• Oben dort im ewigen Eis,
    wo's klirrend kalt, das Land so weiss,
    wohnt der Wind von Vater Frost,
    sausend, brausend,
    laut und er tost,
    das Landschaftsbild,
    dies ist das seine, von ihm geformt,
    erstellt durch diese Windeskraft.
    Manchmal kunstvoll,
    manchmal eine Ebene,
    die im Traum erdacht.
    Feindlich, trostlos, fremd, bizarr,
    wird es angesehen, sein Werk,
    so glitzernd, glänzend, klar,
    unendlich wird der Nordwind wehen.

  • Hi Barde, mir gefällt der Wind, das Wehen, der Frost, das Dunkle, die Mystik darum, und alles was die Natur verklärt.
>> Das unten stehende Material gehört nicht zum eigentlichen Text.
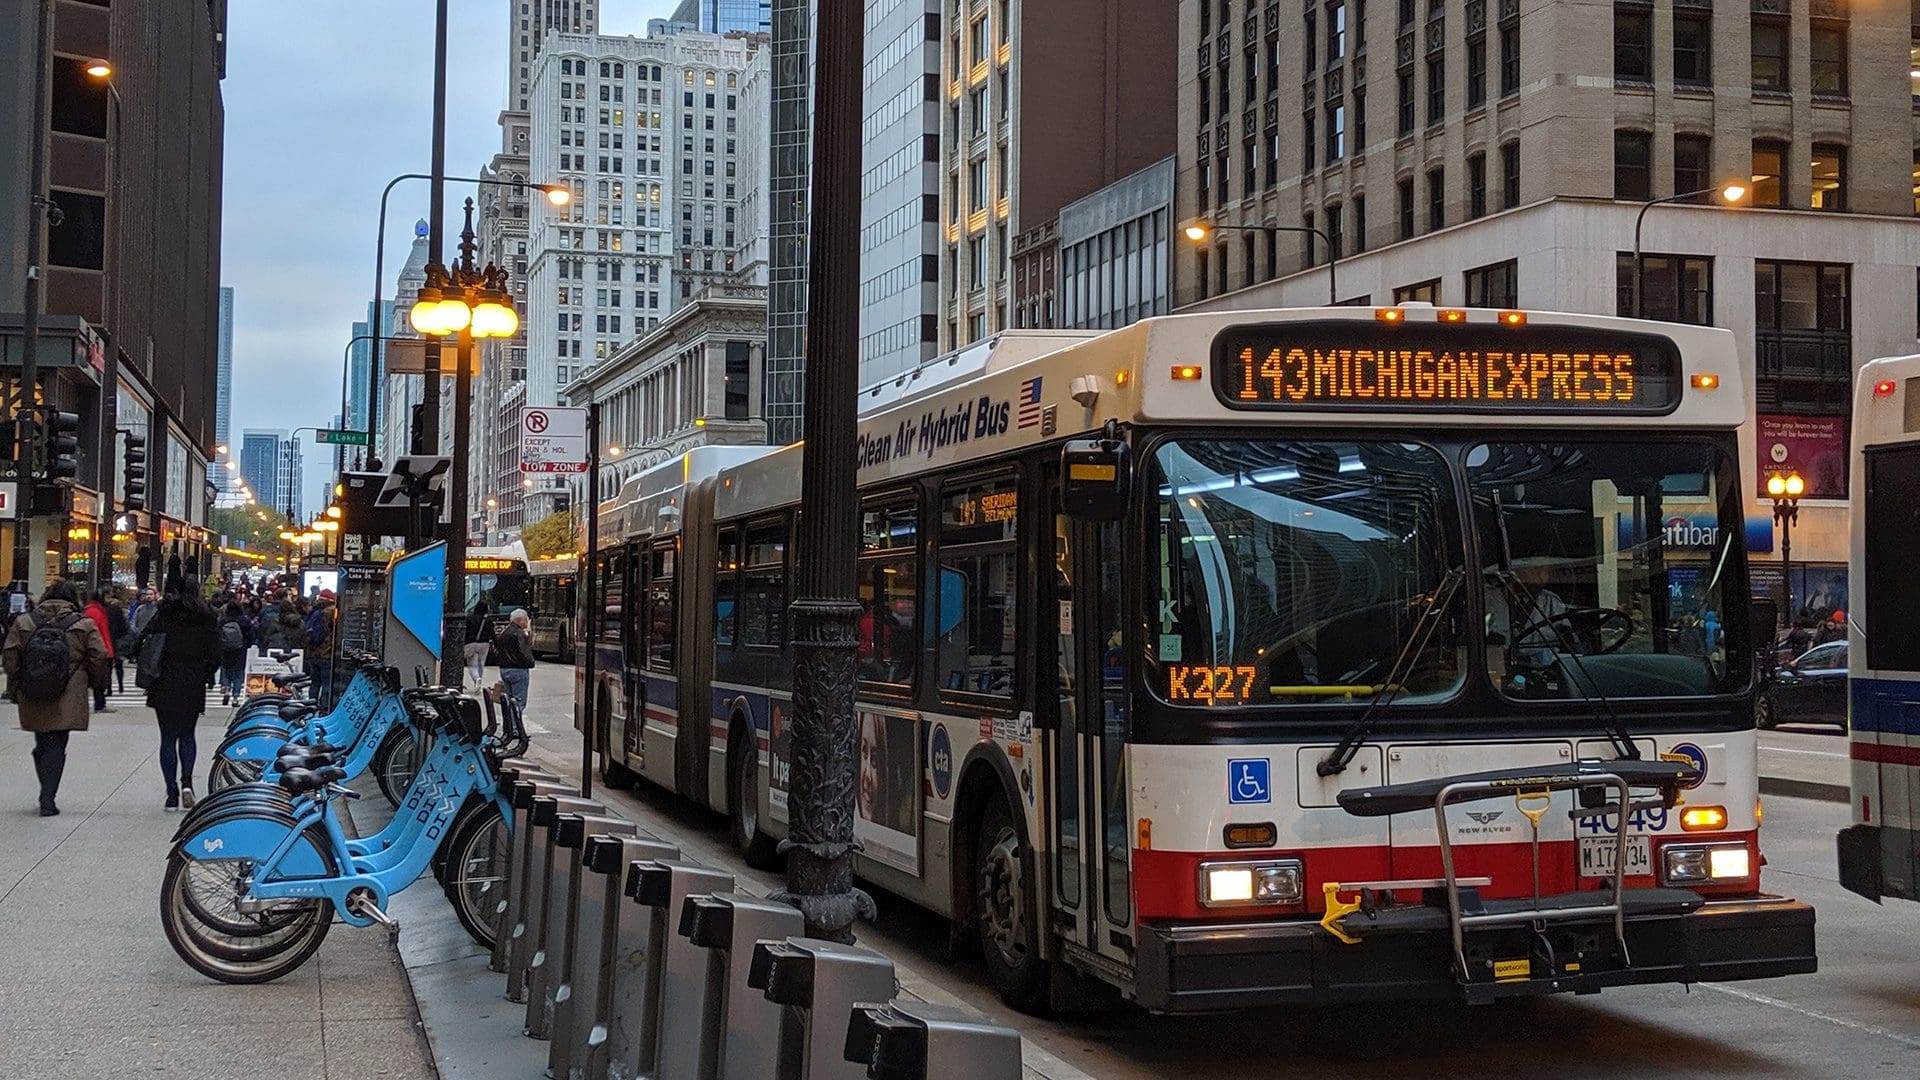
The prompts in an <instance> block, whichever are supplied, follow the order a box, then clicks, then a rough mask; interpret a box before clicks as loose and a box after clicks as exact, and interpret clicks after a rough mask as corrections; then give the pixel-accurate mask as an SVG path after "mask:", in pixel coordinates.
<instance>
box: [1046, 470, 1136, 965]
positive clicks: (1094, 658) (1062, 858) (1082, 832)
mask: <svg viewBox="0 0 1920 1080" xmlns="http://www.w3.org/2000/svg"><path fill="white" fill-rule="evenodd" d="M1048 490H1052V492H1054V498H1056V500H1058V484H1048ZM1052 532H1054V534H1052V540H1054V561H1052V575H1050V580H1052V594H1050V601H1052V603H1050V613H1052V623H1054V625H1056V636H1058V650H1056V663H1054V671H1056V680H1054V692H1052V694H1050V696H1048V700H1050V703H1052V709H1054V717H1052V719H1054V724H1052V746H1050V751H1052V753H1050V763H1052V769H1050V773H1052V776H1050V792H1052V799H1050V807H1052V811H1050V815H1048V817H1050V824H1048V838H1050V840H1052V844H1050V847H1052V851H1050V859H1052V874H1050V876H1052V880H1054V888H1052V890H1050V896H1052V920H1050V924H1052V926H1054V932H1056V934H1060V936H1062V938H1066V940H1069V942H1073V944H1075V945H1081V947H1085V949H1089V951H1094V953H1100V955H1104V957H1110V959H1116V961H1119V963H1125V965H1131V963H1133V874H1131V855H1133V844H1131V836H1129V813H1127V774H1125V761H1127V694H1125V680H1123V678H1121V659H1123V650H1121V644H1119V640H1121V615H1119V613H1121V582H1125V565H1123V561H1121V557H1119V552H1121V527H1119V523H1087V521H1075V519H1071V517H1068V515H1064V513H1058V507H1056V513H1054V530H1052Z"/></svg>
    Gut ausgedrückt, du gefällt mir sehr. :leicht: 
    Es ist wie die Vorboten des nahenden Winters. Unscheinbar, und doch voller Kraft, kommt das Unwetter, der Sturm auf hoher See, das Unheil. Dabei ist dein Reim trotzdem richtig schön, weil er die ungebändigte Natur zeigt, welche unsere Erde, einfach alles geformt und entstehen liess.
    Nach jedem Sturm kommt die Sonne. Nach der Sonne kommt der Sturm.
    Dieser Wechsel macht die Welt aus. Du hast das richtig gut ausgedrückt.
    Danke.

    Liebe ist die stärkste Macht der Welt, und doch ist sie die demütigste, die man sich vorstellen kann.